The headword is neuter nominative/accusative singular of this adjective, an Homeric epithet. It was generally taken in antiquity, as here, to be a compound from the colour-adjective
kelaino/s, 'black, murky' (see
kappa 1286,
kappa 1285,
kappa 1287,
kappa 1288) and
ne/fos ‘cloud’. See chiefly a scholion to
Homer,
Iliad 2.412, and cf. (e.g.) scholion D to
Iliad 1.397 (cf. ad loc., schol. P.Köln inv.2281);
Eustathius On the Odyssey 1.398.14ff.;
Hesychius kappa2131 =
Anecdota Oxoniensia 1.234.25;
Etymologicum Magnum 501.44. Under this theory, a hypothetical *
kelainonefh/s has lost an unaccented syllable (
Etym.Magn. 501.50ff.) through haplology or syllable-loss through dissimilation (Schwyzer,
Gr.Gr. 1. pp.262-633). But Schwyzer himself is unconvinced by this theory and prefers to derive the adjective from an element
kelai- (1. pp.447 n.3, 448 Zusatz 2).
It is used in
Homer in two senses only (see Führer below), of Zeus, often when invoked in prayer, and of blood (cf. the use of
kelaino/n,
kappa 1285). It is appropriate to the "cloud-gathering" god of thunder and lightning, and there is no doubt that
Homer associates it with storm clouds. But it is open to discussion that the correct etymology has a first element of two short syllables (cf. Dyer below 122-23), giving rise, for example, to *
kelenefh/s (‘who commands, moves, speeds the clouds’, first suggested by B. Reiske,
Comm. ad Const. Porphyrogen, Bonn 1830, 2.604, on
de Cerem. 2.302a), suitable to the lyric metres of prayer but impossible in the hexameter or elegiac metres and requiring lengthening of the second syllable. [Dyer suggests an effect from the laryngeal often posited before
ne/fos.]
Of blood (
Hesychius kappa2132), the epithet appears little more than a convenient metrical alternative to
kelaino/n; cf. Leaf in his edition on
Iliad 2.412, "the significance of the second element having been lost." Hainsworth cites it as an example of "modification" (58f.), where "the poet desires to use a certain formulaic word association" (61). The blood that wells from a cut artery may evoke the ominous blackness of storm clouds or clotted blood (cf. schol.

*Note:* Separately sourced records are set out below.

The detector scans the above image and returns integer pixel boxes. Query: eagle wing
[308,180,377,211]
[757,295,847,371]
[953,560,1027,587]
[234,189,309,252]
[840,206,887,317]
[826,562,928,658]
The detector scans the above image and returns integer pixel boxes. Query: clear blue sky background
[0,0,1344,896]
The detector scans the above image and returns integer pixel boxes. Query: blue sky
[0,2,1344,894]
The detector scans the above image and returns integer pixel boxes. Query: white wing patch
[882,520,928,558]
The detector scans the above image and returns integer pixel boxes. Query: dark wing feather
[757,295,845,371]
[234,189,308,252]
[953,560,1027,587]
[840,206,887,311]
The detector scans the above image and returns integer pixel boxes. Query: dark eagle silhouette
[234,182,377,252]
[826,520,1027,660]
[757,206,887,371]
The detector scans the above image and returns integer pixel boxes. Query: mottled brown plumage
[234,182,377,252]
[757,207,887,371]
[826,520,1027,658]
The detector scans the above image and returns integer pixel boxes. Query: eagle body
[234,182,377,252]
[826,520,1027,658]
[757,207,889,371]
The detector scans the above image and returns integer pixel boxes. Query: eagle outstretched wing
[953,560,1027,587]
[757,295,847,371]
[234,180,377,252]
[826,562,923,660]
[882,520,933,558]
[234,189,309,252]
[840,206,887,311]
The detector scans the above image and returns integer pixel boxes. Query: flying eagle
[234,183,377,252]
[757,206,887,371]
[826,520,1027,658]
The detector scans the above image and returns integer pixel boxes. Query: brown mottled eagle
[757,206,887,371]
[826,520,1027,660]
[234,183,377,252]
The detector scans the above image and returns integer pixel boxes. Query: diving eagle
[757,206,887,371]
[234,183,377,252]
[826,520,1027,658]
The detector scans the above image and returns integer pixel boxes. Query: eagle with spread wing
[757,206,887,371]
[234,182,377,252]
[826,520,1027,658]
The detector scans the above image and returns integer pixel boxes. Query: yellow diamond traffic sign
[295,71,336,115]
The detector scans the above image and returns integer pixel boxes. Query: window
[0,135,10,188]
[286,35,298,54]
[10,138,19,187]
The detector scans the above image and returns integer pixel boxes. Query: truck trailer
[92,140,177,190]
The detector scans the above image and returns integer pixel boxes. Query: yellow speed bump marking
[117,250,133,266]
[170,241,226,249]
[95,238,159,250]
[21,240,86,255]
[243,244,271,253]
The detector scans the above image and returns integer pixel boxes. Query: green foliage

Iliad 4.140, "black as a cloud"; cf. 5.798). Neuberger-Donath makes an eloquent case that, in the three instances in the
Iliad where cloud-black blood is washed or wiped away (5.798, 14.437, 16.667), the ominous adjective precedes the noun; in the other instance (21.167) the adjective follows the noun and proleptically reminds us of danger in the blood gushing from the wound. In
Odyssey 11 it is used twice (36, 153) of the darkening and sinister sheep's blood offered to (and drunk by) the shades. She favours retaining in translation the word association with Zeus of the black clouds. [More prosaically, Leumann and Adrados advanced the theory that
Homer had mis-divided a traditional line where the adjective properly belonged to Zeus or Apollo and taken it erroneously with "blood."]
In this way we see something of
Homer's poetic use of ambiguous word-associations (see
alphaiota 253 and Dyer 126-27). The single word in
Homer probably derives from different sources but becomes a useful tool in the poet’s craft.
The word is used after
Homer primarily in the Hesiodic
Shield and the
Homeric Hymns, often in the formula
kelainefe/ï *Kroni/wni.
Pindar uses it twice of Zeus (
Paean fr. 52f = 6.55; 52m.9) and twice innovatively:
Pythian 4.52, of the plains of Cyrene, both fertile and loved by Zeus; fr. Hyporch. 108b.3, bizarrely, of darkness.
F. Adrados, in Emerita 19 (1951) 320
R.R. Dyer, "On describing some Homeric glosses," Glotta 42 (1964) 121-27
R. Führer, kelainefh/s, kelaino/s, in Lexikon des frühgriechischen Epos 2.1369-70
J.B. Hainsworth, The Flexibility of the Homeric Formula (Oxford, 1968) 63 n.5
M. Leumann, Homerische Wörter (Bonn, 1950) 202ff.